Following Your Bliss

Artists are no more or less immune to relentlessly workaholic interior monologues than other folks.  I think we just talk back with more conviction, because we know that so often the right prompt is a quiet voice, and we hear that guidance best by becoming still, even for a little while.  When we feel enthralled by some process or theme, how much of our artistic “to do” list can we afford to discard in order to pursue this deeply satisfying creative direction?  How do we discern self-indulgence from true calling?  Given the overwhelming busyness of each day, how do we find appropriate discipline and sane time management while following our bliss?

Deadlines and commissions and other commitments can help or hinder our artistic growth.  It takes many hours to master a craft.   If one accepts conventional ways of  determining time as “well-spent” or “wasted,” then achieving mastery in a craft may lead to misery rather than bliss.

My heart skips a beat when I’m on the right track in my studio work, and when I feel this thrill I know that the way I’m spending time is a kind of essential nourishment.  Is it indulgent to express one’s own unique vision:  to take the time to synthesize what one knows and knows how to do, to create something new?

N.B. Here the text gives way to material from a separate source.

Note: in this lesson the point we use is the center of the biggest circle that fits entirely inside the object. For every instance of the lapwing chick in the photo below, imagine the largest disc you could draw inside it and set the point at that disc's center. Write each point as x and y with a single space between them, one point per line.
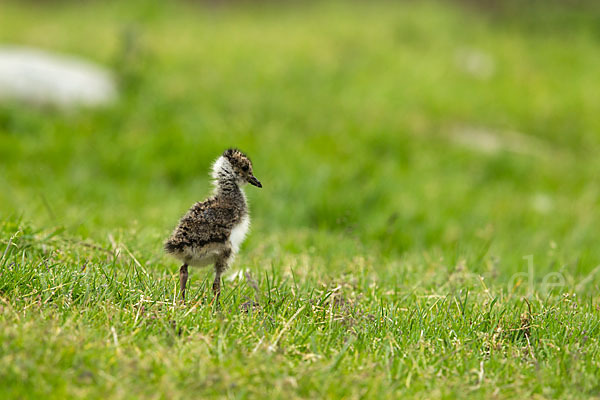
212 231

For professional artists, the business of art in a challenging economy may suggest that spending lots of time on each creation is not financially viable.  Despite this challenge, it’s important to continue to explore and grow.  When I’m in the studio on a good day — surrounded by fiber and full of ideas — it feels like falling in love, over and over.  Sometimes, working on a complicated piece feels like a difficult conversation: the outcome is an unfolding dynamic; how will it turn out?  Sometimes the tedious parts of the feltmaking process feel like scullery work and demand patience and care and a sort of submission: I cannot create a glorious nuno scarf without slowing down so much that I am having to remind myself repeatedly to slow down even more.

Each artist continually navigates the balance of “following your bliss” and following through with responsibilities, promises, mundane tasks.  Inspired, bliss-fueled art work glows.  Choose bliss.